До этого Лёля написала мне два-три письма, в них она сообщала, что Марат учится хорошо, и еще что-то о нем писала, но ни в одном не звала меня к себе.

И вот приглашение, пусть не очень настоятельное, но оно повернуло мою жизнь.

У Нины я уже не могла оставаться – это было ясно, хотя бабушка плакала, узнав, что я хлопочу о комнате. Меня продолжало угнетать и отношение Нины к матери, да и ко мне, угнетал мой образ жизни: одиночество, никакой «интеллектуальной пищи», кроме разговоров с не очень словоохотливой бабушкой, и то чаще на религиозные темы.

Безусловно, я и поныне благодарна им обеим за участие и немалую тогда помощь: больше трех месяцев я жила у них, и около двух – с открытой раной и желтухой.

Угнетала и моя бездеятельность. Ну и грусть по родным местам (я еще тогда не знала слова «ностальгия»). Я всегда-всегда очень тосковала по своей земле, по лесу, по полянам и грибным местам, по речке и пруду, а с тех пор, как узнала Полесье, то и по его весенним разливам, даже по воздуху Белоруссии…

Вернуться туда для меня было самой заветной мечтой и наибольшим счастьем.
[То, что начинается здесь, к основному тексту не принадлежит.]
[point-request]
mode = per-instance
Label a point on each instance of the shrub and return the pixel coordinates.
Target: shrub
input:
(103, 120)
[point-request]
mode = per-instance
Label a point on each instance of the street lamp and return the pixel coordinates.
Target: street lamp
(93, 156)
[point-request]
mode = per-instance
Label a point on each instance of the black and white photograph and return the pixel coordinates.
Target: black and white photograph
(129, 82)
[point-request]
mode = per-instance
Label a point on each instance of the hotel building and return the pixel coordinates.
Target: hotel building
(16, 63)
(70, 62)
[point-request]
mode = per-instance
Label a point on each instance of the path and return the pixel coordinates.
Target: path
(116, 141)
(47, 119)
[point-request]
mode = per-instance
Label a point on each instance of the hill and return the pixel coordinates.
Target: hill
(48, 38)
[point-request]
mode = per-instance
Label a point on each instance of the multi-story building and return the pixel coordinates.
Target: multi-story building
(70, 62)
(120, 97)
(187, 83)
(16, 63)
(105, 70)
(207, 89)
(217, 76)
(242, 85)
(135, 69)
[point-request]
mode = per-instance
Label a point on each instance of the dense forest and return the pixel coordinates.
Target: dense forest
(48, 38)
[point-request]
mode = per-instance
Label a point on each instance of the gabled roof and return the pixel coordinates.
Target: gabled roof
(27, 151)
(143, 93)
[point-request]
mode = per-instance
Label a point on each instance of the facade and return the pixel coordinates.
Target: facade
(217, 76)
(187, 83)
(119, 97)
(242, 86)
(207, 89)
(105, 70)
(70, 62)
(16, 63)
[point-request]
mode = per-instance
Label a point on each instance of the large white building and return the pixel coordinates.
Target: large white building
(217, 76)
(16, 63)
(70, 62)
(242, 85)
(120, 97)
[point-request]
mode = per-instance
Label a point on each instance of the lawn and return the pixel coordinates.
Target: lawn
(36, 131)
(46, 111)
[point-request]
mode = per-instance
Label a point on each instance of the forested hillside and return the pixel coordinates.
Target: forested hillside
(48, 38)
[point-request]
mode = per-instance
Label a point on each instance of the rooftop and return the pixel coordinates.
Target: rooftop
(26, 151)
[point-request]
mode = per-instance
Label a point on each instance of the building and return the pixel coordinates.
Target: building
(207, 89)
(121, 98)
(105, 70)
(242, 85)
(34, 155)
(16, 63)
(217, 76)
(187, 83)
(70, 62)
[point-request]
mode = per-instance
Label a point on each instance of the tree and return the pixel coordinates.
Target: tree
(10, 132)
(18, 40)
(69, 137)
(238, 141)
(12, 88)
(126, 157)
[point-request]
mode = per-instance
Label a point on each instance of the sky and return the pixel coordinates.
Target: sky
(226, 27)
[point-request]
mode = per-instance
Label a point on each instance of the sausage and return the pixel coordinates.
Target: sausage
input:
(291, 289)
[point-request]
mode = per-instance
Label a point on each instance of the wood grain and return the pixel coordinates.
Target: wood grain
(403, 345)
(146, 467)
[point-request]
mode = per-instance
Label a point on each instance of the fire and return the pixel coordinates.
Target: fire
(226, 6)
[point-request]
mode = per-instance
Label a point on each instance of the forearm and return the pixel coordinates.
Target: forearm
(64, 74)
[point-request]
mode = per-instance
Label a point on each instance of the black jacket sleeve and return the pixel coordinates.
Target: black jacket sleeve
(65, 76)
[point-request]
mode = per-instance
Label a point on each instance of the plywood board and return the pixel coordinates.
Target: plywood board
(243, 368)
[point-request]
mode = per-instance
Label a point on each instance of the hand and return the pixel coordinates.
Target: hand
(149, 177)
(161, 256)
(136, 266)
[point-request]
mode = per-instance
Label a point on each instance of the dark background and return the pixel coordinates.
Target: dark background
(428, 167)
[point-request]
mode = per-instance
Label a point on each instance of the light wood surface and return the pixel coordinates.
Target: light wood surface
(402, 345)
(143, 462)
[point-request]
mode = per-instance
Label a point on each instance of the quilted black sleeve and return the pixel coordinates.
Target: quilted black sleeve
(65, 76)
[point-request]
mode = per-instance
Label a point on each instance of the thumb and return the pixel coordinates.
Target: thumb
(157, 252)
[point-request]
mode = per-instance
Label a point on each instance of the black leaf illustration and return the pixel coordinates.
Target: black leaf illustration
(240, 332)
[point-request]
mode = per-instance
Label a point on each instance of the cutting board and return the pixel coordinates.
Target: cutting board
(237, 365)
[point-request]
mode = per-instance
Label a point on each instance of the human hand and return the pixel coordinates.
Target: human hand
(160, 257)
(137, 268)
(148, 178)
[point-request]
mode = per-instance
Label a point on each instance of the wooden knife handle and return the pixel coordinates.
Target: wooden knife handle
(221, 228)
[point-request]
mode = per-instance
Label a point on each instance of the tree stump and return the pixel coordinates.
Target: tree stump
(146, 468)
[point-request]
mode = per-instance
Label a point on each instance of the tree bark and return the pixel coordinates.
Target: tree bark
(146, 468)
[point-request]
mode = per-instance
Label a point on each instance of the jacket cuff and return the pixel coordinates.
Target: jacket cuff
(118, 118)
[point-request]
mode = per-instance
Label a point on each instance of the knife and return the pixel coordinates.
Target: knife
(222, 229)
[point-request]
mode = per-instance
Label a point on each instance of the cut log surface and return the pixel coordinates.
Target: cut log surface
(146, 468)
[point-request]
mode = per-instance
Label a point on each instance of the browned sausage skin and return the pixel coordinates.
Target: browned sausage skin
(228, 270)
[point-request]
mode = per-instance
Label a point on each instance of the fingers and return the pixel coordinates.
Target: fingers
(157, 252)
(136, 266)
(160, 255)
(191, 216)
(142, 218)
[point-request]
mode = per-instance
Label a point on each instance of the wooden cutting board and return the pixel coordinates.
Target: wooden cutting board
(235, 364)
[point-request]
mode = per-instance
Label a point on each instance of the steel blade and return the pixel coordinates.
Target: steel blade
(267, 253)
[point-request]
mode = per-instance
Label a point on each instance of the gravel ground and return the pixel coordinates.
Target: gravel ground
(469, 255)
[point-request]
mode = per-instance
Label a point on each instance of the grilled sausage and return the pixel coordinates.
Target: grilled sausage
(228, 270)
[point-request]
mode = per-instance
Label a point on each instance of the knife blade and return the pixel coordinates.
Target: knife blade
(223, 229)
Начались хождения в райсобес, военкомат, милицию; необходимо было оформить документы для отъезда – пропуск, паспорт, проездной билет. А тут еще беда: иду в паспортный отдел и боюсь (впервые в жизни получаю паспорт гражданки СССР, а год-то рождения соврала когда-то в отряде, и в моих документах он продолжал значиться неверно).
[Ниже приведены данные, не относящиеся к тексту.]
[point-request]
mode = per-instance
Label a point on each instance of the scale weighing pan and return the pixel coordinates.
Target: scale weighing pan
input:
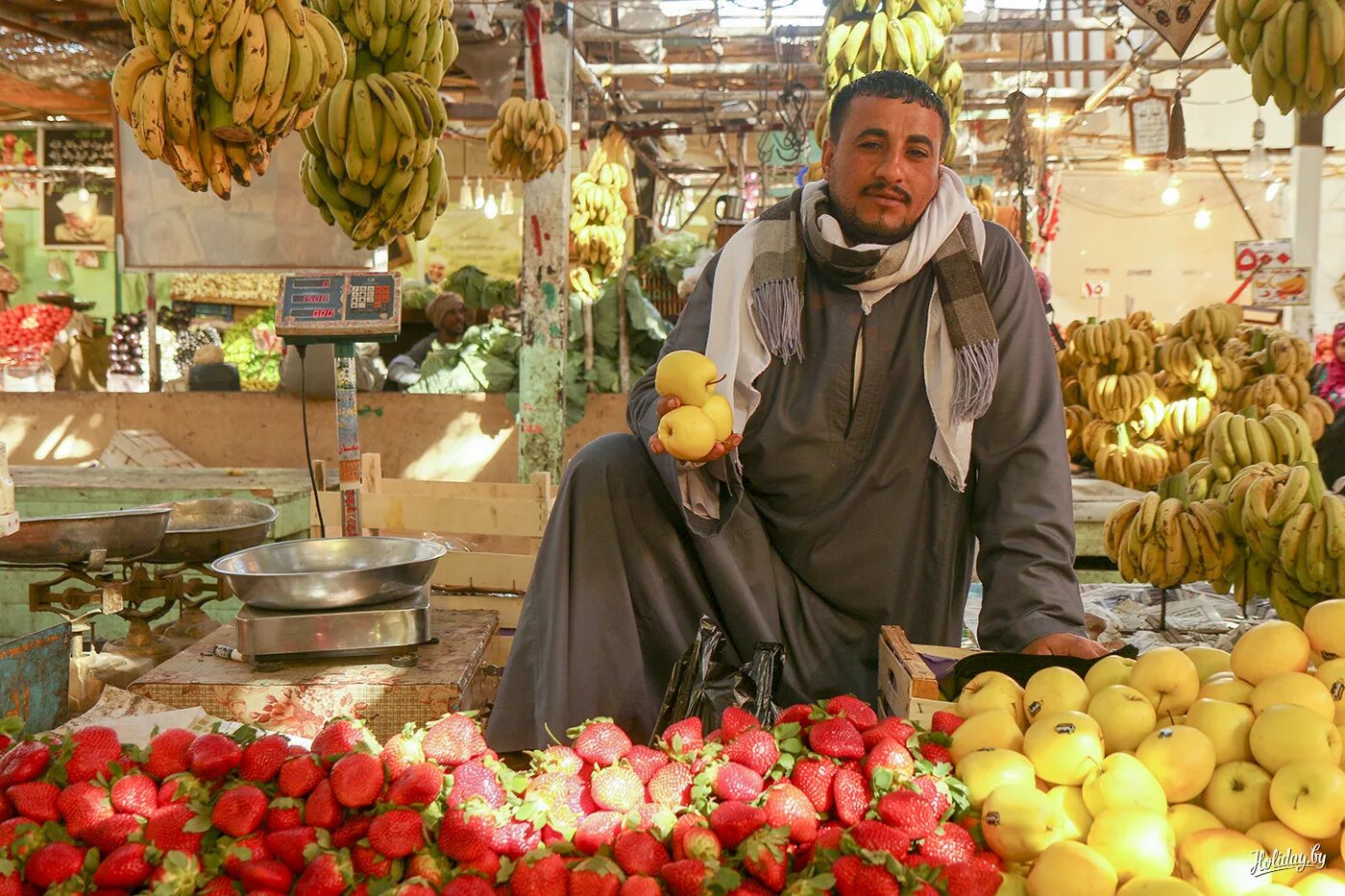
(204, 530)
(123, 534)
(330, 573)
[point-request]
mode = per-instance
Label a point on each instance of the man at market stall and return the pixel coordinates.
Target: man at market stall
(447, 312)
(887, 426)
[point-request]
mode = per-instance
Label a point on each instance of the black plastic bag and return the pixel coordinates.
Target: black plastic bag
(703, 685)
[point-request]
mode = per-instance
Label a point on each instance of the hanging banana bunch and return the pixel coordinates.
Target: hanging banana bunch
(211, 86)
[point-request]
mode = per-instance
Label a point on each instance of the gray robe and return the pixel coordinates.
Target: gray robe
(833, 520)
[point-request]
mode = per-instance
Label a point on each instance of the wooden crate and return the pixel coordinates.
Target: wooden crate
(503, 521)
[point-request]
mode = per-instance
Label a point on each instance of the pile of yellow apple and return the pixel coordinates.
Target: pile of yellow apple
(1184, 772)
(703, 417)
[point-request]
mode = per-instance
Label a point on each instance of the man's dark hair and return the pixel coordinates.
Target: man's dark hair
(888, 84)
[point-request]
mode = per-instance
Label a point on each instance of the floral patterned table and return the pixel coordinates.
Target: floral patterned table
(299, 698)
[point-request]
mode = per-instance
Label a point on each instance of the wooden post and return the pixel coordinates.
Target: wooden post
(544, 285)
Прихожу к начальнику паспортного стола и все ему как на духу выкладываю (пусть уж будет что будет: или паспорт, или посадит в тюрьму!). Он засмеялся, подал мне бланк и говорит:

– Пишите свой настоящий год рождения, зачем вам чужой, да и старше потом, когда взрослее станете, не захочется быть.

Получила паспорт, пропуск тоже, через военкомат выдали бесплатный проездной билет по железной дороге.

Когда я уезжала из Таганрога, разыгралась целая драма: Нина вдруг решила уехать со мной. Бабушка горько плакала. Я как могла убеждала Нину, что не следует оставлять мать одну и что я еду в неизвестность: кто знает, как меня примут в семье тети. Меня мучила совесть, что Нина подумает о моей неблагодарности, но я говорила сущую правду. Я обещала Нине по приезде тут же написать и, если будет возможность, послать ей вызов, чтобы она смогла приехать в Белоруссию навсегда.

Я говорила это искренне, а потому осталась себе верна: я писала Нине много и часто, но она не отвечала. Я приглашала ее приехать, но она не отзывалась.